Tradicionalmente, a agricultura é uma mola impulsionadora do Valor Bruto de Produção (VBP) no Paraná. Porém, na temporada 2012/22, a atividade sofreu uma queda de oito milhões de toneladas na produção de soja, levando a uma redução na sua participação no VBP total de 49%, em 2021, para 44%, no ano seguinte. A queda não teve impacto maior porque os preços das commodities registraram aumentos expressivos. Com 12,6 milhões de toneladas produzidas naquela safra, ainda assim a oleaginosa permaneceu como a principal cultura, respondendo por R$ 35,8 bilhões (ou 19%) do VBP.

Em termos financeiros, boa parte do desempenho se deve ao cenário internacional. A seca no Paraguai e na Argentina, dois dos maiores produtores de soja no mundo, mexeu com os mercados. Além disso, o conflito entre Rússia e Ucrânia manteve os ânimos acirrados e pressionou as cotações das comodities agrícolas. Somado a isso, no Brasil, questões internas, como as constantes tensões políticas e os rumos da política econômica, fizeram o dólar subir, o que também impactou nas cotações.

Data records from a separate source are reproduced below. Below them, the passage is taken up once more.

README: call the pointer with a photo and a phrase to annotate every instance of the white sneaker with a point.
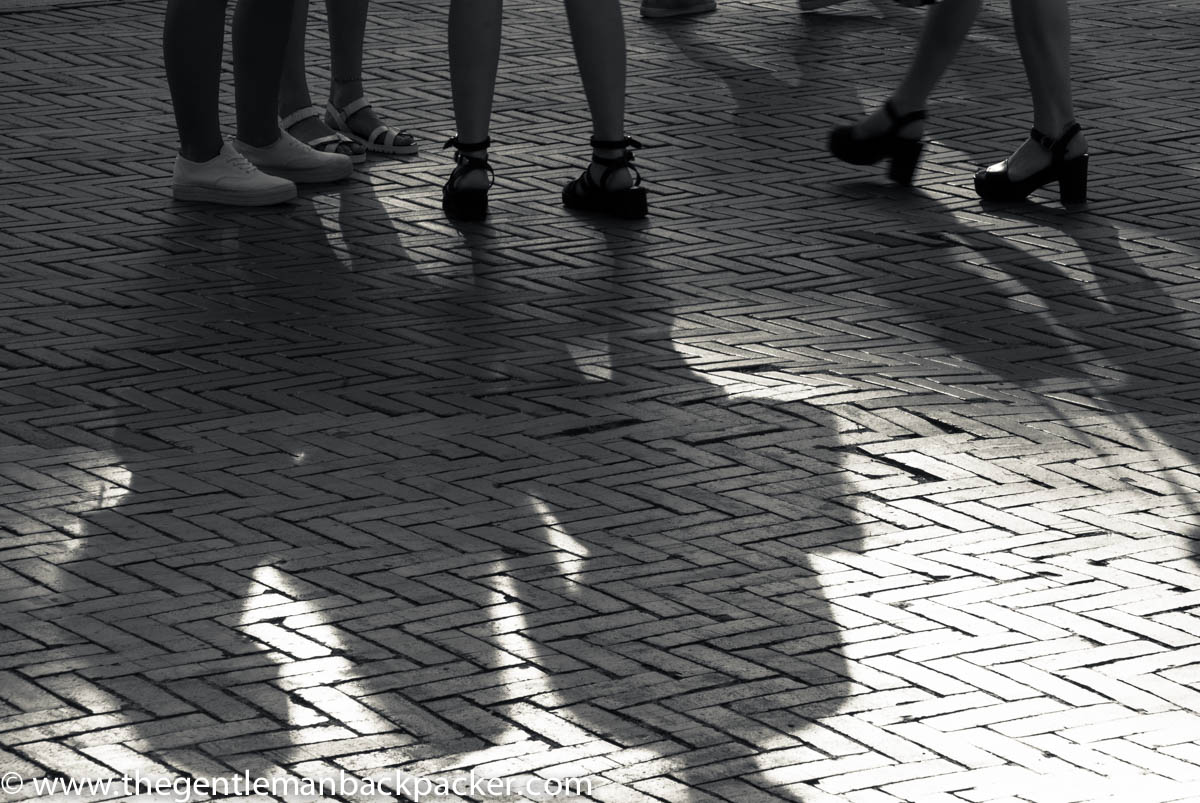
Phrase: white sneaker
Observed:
(291, 159)
(228, 179)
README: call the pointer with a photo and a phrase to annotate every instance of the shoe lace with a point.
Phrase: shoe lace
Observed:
(240, 162)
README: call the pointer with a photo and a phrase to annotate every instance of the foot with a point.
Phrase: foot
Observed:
(291, 159)
(1032, 157)
(231, 179)
(619, 178)
(465, 193)
(359, 120)
(879, 123)
(306, 125)
(467, 175)
(658, 9)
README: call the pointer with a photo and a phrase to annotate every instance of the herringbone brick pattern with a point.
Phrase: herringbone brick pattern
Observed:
(805, 489)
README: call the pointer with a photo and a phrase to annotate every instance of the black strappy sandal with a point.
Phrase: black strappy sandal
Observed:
(994, 184)
(904, 151)
(589, 195)
(467, 203)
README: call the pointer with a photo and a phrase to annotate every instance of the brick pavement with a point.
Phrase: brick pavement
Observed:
(804, 489)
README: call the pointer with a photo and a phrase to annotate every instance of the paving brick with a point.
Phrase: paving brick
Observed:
(748, 501)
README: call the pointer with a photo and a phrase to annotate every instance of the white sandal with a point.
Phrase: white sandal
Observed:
(334, 143)
(381, 141)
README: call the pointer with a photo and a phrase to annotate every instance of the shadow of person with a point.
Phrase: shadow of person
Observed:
(625, 586)
(184, 593)
(1077, 327)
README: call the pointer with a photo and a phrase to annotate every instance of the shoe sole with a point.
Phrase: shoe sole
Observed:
(228, 198)
(663, 13)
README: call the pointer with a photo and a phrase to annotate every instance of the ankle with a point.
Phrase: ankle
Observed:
(343, 93)
(201, 154)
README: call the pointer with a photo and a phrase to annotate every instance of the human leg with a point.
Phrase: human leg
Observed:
(598, 36)
(261, 33)
(348, 111)
(894, 130)
(474, 46)
(1043, 35)
(192, 43)
(298, 115)
(208, 168)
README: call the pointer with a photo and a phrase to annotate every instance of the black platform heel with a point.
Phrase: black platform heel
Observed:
(589, 195)
(904, 151)
(994, 184)
(467, 203)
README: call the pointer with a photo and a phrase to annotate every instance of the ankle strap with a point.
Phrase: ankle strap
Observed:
(1057, 148)
(900, 120)
(613, 144)
(467, 145)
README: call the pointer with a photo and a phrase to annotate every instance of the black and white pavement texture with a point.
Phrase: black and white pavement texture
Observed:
(808, 487)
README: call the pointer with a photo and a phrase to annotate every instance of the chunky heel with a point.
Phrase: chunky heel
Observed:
(905, 157)
(467, 203)
(589, 195)
(1073, 181)
(995, 184)
(904, 151)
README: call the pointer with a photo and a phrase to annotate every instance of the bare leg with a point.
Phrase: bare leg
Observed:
(474, 37)
(1043, 34)
(946, 27)
(599, 39)
(347, 27)
(192, 43)
(294, 87)
(261, 30)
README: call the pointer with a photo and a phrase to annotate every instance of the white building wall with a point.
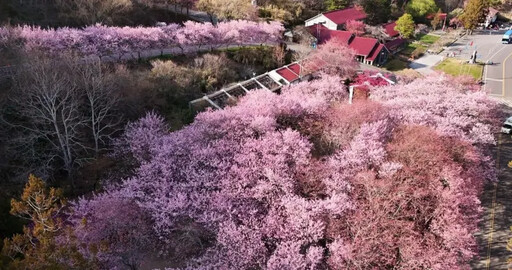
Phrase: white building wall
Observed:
(321, 18)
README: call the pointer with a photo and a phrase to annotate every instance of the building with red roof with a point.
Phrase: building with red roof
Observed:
(336, 19)
(389, 29)
(323, 34)
(395, 45)
(368, 50)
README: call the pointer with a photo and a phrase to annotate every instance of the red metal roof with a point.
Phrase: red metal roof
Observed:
(288, 74)
(390, 29)
(375, 52)
(492, 12)
(394, 44)
(344, 15)
(296, 68)
(323, 34)
(363, 46)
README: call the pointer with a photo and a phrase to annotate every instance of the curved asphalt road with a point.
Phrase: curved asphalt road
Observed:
(498, 76)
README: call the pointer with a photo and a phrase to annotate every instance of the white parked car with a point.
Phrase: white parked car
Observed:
(507, 126)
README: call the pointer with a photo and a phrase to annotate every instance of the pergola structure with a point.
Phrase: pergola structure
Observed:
(271, 81)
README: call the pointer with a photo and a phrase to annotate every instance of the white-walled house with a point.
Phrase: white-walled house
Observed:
(491, 16)
(335, 20)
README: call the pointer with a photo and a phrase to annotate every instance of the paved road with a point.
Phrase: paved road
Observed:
(425, 63)
(497, 77)
(497, 219)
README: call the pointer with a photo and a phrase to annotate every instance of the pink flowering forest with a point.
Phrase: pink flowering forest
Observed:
(304, 180)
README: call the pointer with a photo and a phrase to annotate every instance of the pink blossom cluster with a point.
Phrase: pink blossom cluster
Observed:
(100, 40)
(304, 180)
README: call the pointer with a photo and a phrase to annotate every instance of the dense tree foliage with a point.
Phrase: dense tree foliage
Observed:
(304, 180)
(332, 57)
(39, 246)
(99, 40)
(228, 9)
(378, 11)
(420, 8)
(474, 13)
(405, 26)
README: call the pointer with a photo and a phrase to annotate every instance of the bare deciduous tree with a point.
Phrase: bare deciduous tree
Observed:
(101, 101)
(59, 110)
(48, 104)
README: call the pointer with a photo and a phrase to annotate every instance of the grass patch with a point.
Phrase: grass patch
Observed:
(457, 68)
(411, 47)
(428, 39)
(395, 65)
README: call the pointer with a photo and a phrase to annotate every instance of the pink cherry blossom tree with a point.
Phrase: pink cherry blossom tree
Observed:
(391, 185)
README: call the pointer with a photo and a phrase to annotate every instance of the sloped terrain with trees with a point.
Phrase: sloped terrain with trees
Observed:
(304, 180)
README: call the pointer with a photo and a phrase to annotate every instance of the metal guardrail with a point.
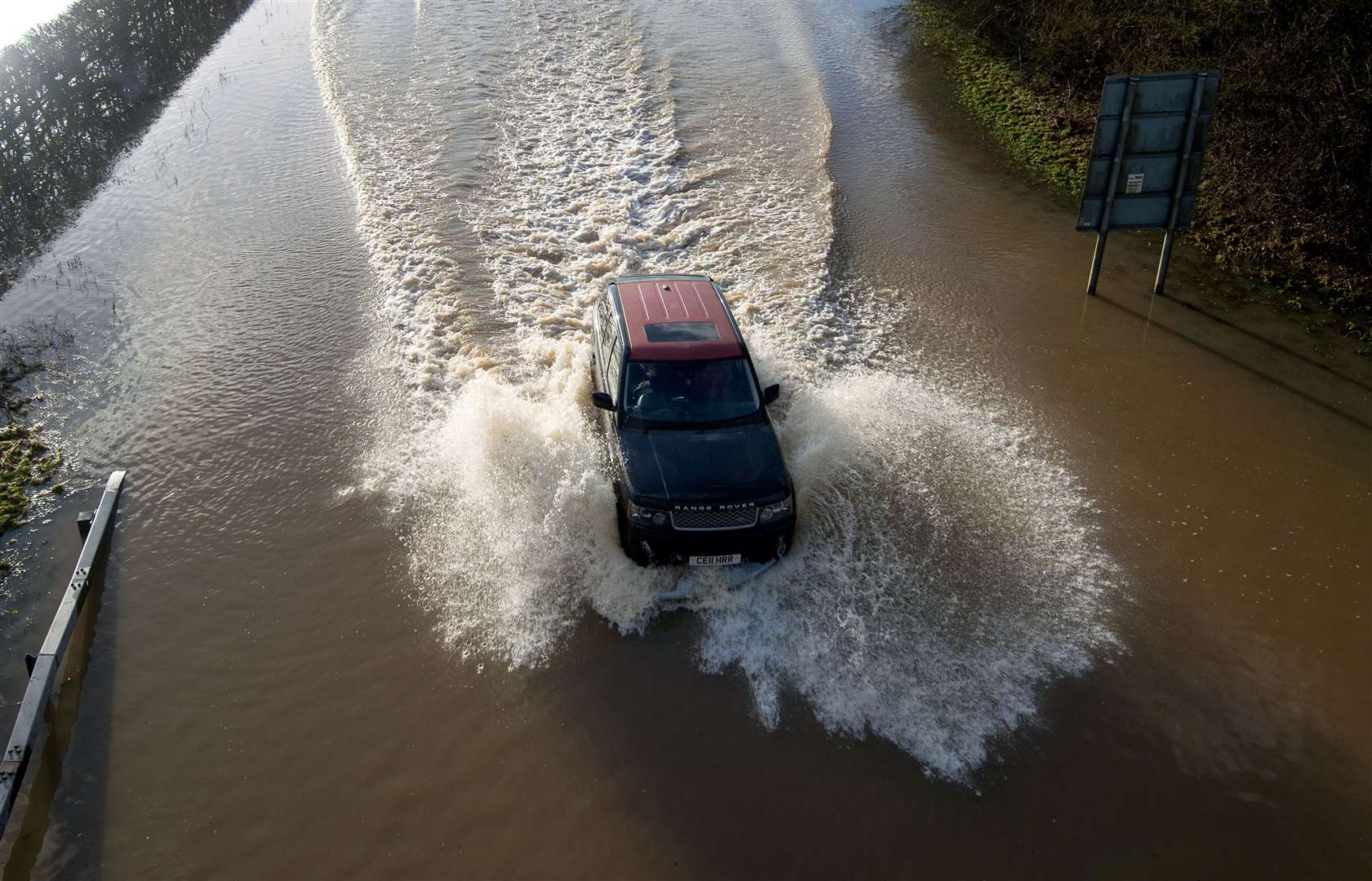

“Chamou atenção o fato de, mesmo com preços em patamares recordes, muitos produtores de soja do Paraná tiveram que entregar o que produziram em preços travados antecipadamente, para honrar contratos. Isso fez com que muitos agricultores não tenham conseguido aproveitar as melhores janelas de preços da safra 2021/22”, analisa Luiz Eliezer Ferreira, técnico do Departamento Técnico e Econômico (DTE) do Sistema Faep/Senar-PR.

Diferentemente da soja, algumas culturas tiveram aumento de produção e de preços, caso do leite, batata e milho. A pecuária, por sua vez, apresentou estabilidade na avicultura e suinocultura, além de crescimento na pecuária leiteira e bovinocultura de corte, contribuindo para o aumento da participação da pecuária no VBP. “O aumento de preço e volume de produção no leite e carne bovina, juntamente com preços relativamente estáveis em frango e suínos, explicam esse cenário”, analisa Ferreira.

Florestas aumentaram participação

A alta dos preços das commodities no mercado internacional afetou também o resultado da produção florestal paranaense. De acordo com Larissa Nahirny Alves, economista do Deral, há anos a participação do setor girava em torno dos 3%. Com a alta demanda por produtos derivados, o balanço da cadeia foi bastante favorável. “O setor teve crescimento real de 37% e somou R$ 9,4 bilhões de VBP, valor que corresponde a 5% do VBP total”, reforça Larissa.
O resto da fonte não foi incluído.